La mujer pasa súbitamente de estar a cargo de su cuerpo a ceder por completo el control de éste a un equipo de médicos que lo interviene más allá de cualquier posibilidad de control de su parte. Su cuerpo es manipulado, esterilizado, monitoreado, bloqueado y pareciera que deja de pertenecerle por un rato. Se coloca entre ella y su vientre un velo que marca una fractura: de un lado ella con sus temores y preguntas, del otro este cuerpo al que aparentemente ha abandonado… completamente expuesto en su materialidad descarnada, completamente ajeno. Ella siente cómo su vientre es empujado, tocado; sabe que hay manos en sus entrañas y experimenta la extraña sensación de no poder siquiera controlar el movimiento de uno de los dedos del pie.
Cuando una fractura tal se produce resulta necesario hacer un proceso para reconectar ese cuerpo roto. Desde mi punto de vista, el primer paso en la reconstrucción del entramado es el encuentro con el bebé, por eso resulta fundamental que el recién nacido sea puesto de inmediato en el pecho de su madre. Este sencillo acto es un reconocimiento a la subjetividad de esa mujer que es más que el cuerpo manipulado al otro lado del velo; implica poner la atención donde se encuentra ella, su mirada. Hay que llevar la humanidad al quirófano, revelarse ante el sometimiento pasivo que nos propone, en el que se hace de la mujer un mero cuerpo a ser manipulado. Hay que llenarlo de historias, de risas y de llantos; hay que habitarlo con palabras y arrullos que resuenen es sus paredes frías y las impregnen de la ternura y la calidez necesarias para recibir a un hijo y acunarlo.

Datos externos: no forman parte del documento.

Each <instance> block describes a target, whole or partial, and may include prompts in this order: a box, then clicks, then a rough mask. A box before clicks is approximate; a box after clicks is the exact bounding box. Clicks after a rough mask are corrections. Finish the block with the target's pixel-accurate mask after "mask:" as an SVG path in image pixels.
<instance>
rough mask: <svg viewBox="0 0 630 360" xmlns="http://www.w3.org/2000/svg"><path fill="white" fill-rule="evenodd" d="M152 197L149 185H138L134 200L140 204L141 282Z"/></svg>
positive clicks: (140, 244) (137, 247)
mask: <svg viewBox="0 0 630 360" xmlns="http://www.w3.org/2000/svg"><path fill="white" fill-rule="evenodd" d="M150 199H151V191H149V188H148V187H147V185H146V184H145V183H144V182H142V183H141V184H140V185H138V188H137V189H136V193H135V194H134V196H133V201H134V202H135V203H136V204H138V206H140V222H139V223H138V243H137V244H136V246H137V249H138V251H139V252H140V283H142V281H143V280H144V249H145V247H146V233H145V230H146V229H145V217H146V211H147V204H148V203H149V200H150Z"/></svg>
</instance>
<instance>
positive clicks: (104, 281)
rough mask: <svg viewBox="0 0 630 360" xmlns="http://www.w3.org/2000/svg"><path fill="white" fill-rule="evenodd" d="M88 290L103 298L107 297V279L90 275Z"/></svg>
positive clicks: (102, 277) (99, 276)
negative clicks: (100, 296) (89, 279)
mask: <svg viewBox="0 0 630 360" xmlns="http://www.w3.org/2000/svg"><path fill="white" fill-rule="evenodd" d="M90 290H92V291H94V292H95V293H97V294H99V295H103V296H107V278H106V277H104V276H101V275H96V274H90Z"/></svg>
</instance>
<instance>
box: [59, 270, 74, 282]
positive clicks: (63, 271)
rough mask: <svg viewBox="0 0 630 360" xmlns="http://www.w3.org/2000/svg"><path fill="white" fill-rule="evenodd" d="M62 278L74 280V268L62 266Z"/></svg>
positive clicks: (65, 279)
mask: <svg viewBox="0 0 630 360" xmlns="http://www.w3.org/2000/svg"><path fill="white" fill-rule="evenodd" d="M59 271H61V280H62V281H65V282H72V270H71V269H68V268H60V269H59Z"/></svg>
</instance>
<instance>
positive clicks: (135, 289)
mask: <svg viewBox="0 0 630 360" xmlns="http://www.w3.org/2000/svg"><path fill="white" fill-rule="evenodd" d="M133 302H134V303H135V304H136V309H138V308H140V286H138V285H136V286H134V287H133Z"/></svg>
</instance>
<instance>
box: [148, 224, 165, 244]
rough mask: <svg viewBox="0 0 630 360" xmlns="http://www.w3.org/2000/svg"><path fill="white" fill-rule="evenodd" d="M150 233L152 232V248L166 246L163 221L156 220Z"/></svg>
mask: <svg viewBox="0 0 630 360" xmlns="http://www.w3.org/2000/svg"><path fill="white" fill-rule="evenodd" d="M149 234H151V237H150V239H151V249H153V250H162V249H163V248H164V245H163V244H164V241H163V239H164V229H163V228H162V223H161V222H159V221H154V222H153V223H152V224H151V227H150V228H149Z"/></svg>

Hay que regresarle la palabra a las mujeres valerosas que han enfrentado este camino empinado, en lugar de exiliar sus historias al silencio. Este escrito aspira a dialogar, al menos, con el susurro del fracaso que resuena en los relatos de quienes han vivido una cesárea. Yo en verdad no veo en este recorrida nada del orden del fracaso o la vergüenza, nadie tendría motivo alguno para sentirse decepcionado. Se trata de una ruta compleja, inesperada, desafiante, a la que hay que reconocerle su dignidad sin reservas. Hay reunir el valor necesario para atreverse a mirar la marca que dejó el corte en el cuerpo y en el corazón y abrazarla. Hay que lanzar palabras y construir historias para reapropiarse de ese cuerpo que pareció dejar de ser el propio por un momento. Hay que hablar también de las cesáreas.